Os responsáveis do Ministério Público francês para os crimes financeiros (Parquet National Financier) solicitaram, esta semana, penas de até 12 anos de prisão e multas de milhões para os 14 réus de um julgamento, a decorrer em Paris, por fraude no mercado de licenças de emissão de CO2, tendo lesado o estado gaulês em 146 milhões de euros.

A pena mais pesada foi pedida para Richard Touil, um dos réus, por já ser reincidente. Enquanto para três dos principais protagonistas neste processo – Grégory Zaoui, Cirilo e Eddie Astruc Abittan – esperam-se penas de dez anos de prisão e multas de um milhão de euros. Para os restantes 10 réus, as penas solicitadas variam de dois anos de prisão e multas de 375.000 euros a oito anos de prisão e multas de um milhão. Por sua vez, o banco turco Garanti Bankasi, também envolvido no processo e acusado de lavagem de dinheiro, deverá ter de pagar uma multa de 16,5 milhões de euros.

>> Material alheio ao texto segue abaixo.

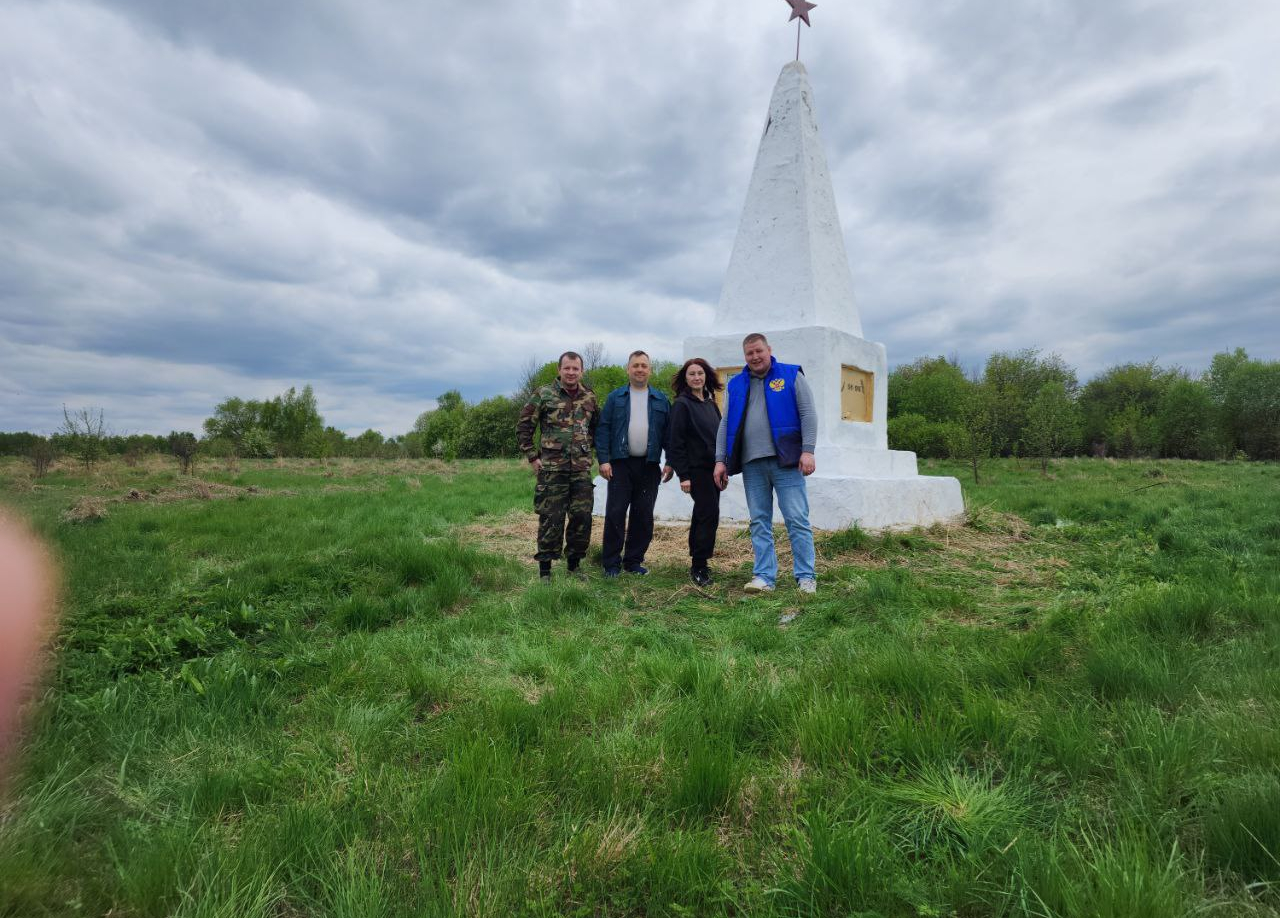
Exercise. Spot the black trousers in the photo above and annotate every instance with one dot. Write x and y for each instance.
(705, 517)
(634, 487)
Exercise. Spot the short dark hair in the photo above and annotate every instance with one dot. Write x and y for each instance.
(680, 383)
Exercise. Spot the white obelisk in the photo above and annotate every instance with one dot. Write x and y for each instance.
(789, 278)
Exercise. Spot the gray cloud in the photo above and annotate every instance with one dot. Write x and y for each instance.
(388, 200)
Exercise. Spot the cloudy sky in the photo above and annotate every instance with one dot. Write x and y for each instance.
(389, 199)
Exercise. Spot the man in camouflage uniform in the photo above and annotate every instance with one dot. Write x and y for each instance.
(567, 414)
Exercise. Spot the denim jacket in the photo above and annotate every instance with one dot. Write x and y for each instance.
(611, 435)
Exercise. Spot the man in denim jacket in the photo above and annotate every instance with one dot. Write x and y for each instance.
(629, 443)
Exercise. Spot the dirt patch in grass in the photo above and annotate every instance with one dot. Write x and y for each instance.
(85, 510)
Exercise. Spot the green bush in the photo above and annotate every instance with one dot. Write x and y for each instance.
(488, 429)
(920, 435)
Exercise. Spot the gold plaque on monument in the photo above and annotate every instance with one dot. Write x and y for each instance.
(725, 373)
(856, 391)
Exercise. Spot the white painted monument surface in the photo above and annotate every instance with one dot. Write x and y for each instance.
(789, 278)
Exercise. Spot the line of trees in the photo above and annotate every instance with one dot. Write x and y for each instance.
(1024, 403)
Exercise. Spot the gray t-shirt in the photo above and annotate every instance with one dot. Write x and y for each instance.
(757, 437)
(638, 428)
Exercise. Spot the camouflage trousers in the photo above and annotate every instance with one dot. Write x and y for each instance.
(560, 494)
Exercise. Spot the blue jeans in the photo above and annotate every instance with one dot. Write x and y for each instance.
(760, 478)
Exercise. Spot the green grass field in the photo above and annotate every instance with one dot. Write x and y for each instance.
(295, 690)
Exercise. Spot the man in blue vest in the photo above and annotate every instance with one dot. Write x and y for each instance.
(629, 442)
(768, 434)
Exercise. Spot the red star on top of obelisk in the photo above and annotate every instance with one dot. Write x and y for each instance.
(800, 10)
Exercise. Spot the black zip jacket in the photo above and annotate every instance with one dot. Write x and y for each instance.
(691, 434)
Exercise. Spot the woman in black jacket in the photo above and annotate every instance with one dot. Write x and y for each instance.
(691, 452)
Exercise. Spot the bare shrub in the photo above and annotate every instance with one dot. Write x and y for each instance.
(86, 434)
(183, 446)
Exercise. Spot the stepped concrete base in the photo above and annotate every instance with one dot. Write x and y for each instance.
(835, 503)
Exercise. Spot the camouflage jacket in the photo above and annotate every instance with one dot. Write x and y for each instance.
(567, 424)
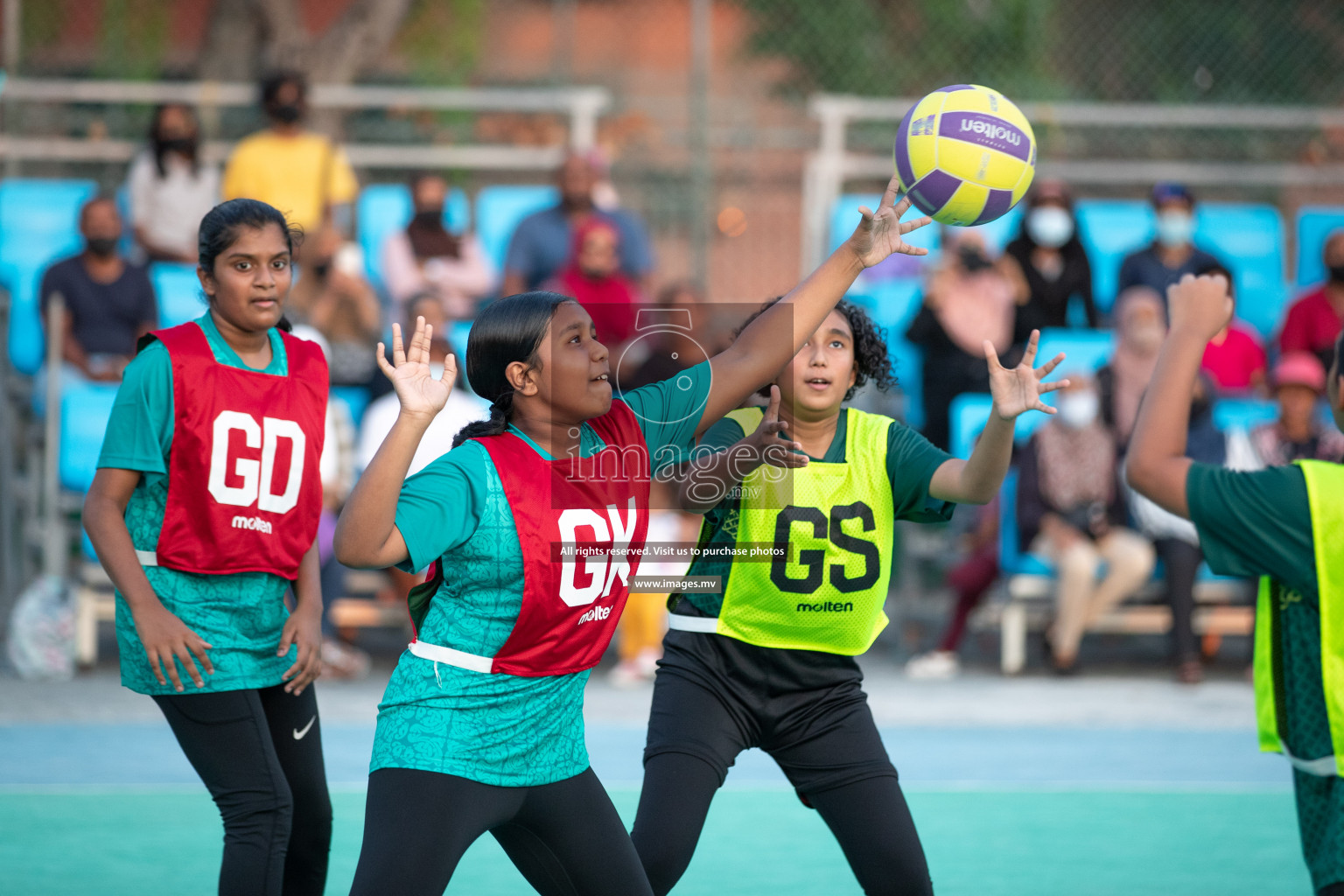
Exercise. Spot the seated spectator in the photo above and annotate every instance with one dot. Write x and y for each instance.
(463, 407)
(300, 172)
(1234, 358)
(1140, 329)
(1071, 509)
(967, 301)
(541, 246)
(425, 256)
(593, 277)
(1314, 320)
(109, 301)
(1298, 434)
(171, 188)
(1175, 539)
(1172, 254)
(332, 296)
(1047, 262)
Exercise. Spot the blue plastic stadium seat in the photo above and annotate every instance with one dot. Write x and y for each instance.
(1313, 225)
(85, 409)
(178, 290)
(1109, 230)
(499, 211)
(1249, 238)
(39, 223)
(383, 208)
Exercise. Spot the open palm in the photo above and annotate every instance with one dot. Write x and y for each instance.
(416, 386)
(880, 233)
(1019, 389)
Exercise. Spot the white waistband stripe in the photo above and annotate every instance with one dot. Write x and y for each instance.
(692, 624)
(451, 657)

O esquema consistia em comprar cotas de emissões de CO2 em países estrangeiros e prosseguir à sua venda, em França, a um preço com o IVA incluído, para depois investirem em fundos que serviriam para uma nova operação. Assim, o IVA nunca era pago ao Estado.

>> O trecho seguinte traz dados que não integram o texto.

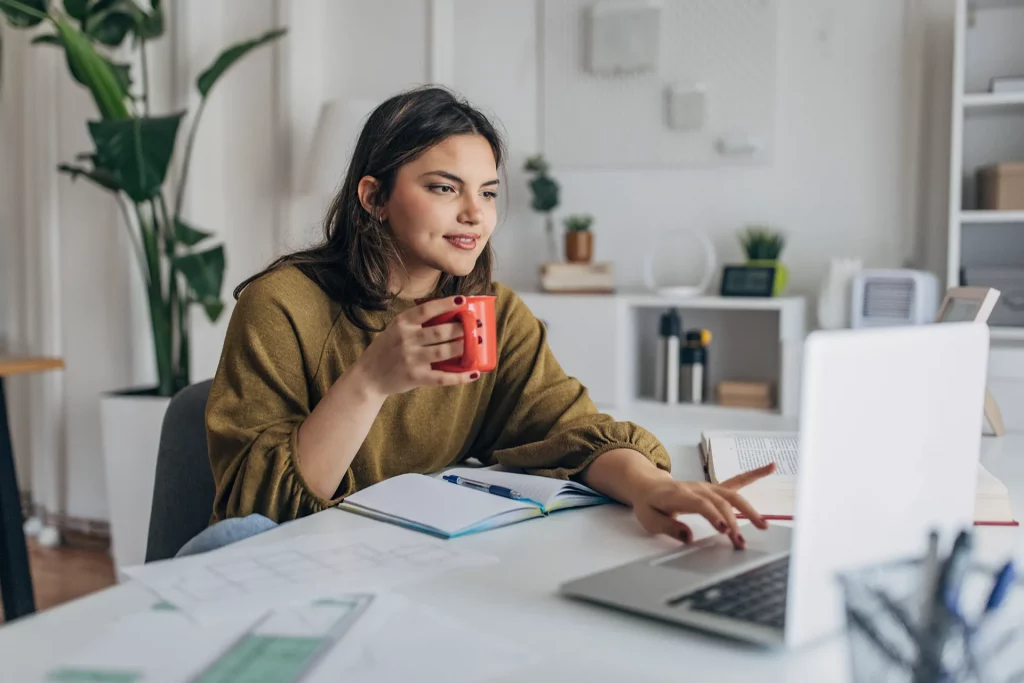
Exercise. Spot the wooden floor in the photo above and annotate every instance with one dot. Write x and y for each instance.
(59, 574)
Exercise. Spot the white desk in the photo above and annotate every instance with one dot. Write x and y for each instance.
(517, 599)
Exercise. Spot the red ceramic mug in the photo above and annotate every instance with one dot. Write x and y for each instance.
(477, 316)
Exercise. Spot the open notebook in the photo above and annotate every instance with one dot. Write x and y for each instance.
(727, 454)
(430, 504)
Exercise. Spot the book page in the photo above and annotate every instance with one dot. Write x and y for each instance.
(434, 503)
(540, 488)
(730, 454)
(755, 452)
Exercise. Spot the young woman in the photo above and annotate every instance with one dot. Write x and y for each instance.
(326, 386)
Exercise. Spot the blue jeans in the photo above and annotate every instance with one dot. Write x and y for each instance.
(225, 532)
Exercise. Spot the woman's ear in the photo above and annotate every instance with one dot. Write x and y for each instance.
(367, 189)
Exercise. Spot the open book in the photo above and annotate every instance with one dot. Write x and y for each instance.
(435, 506)
(727, 454)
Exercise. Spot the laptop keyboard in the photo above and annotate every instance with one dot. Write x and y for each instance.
(758, 595)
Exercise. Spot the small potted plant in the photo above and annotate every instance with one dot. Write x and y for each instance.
(763, 246)
(579, 239)
(545, 190)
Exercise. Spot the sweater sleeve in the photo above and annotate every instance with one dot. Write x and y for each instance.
(543, 421)
(258, 399)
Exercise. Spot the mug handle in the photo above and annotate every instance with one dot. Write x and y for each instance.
(471, 347)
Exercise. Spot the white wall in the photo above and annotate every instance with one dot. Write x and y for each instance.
(837, 184)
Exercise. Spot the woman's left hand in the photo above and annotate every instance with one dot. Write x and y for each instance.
(658, 503)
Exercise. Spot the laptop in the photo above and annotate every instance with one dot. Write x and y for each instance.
(890, 434)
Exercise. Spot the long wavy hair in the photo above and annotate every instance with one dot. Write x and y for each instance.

O caso ficou conhecido como “Crepúsculo”, o nome de uma empresa que actua no mercado europeu de licenças de emissão de carbono, e está relacionado com outro esquema fraudulento relativo à Taxa de Carbono que lesou o Estado francês em 283 milhões de euros, e que levou, no ano passado, à prisão dos financeiros Arnaud Mimran e Marco Mouly, cujo recurso foi recentemente rejeitado pelo Supremo.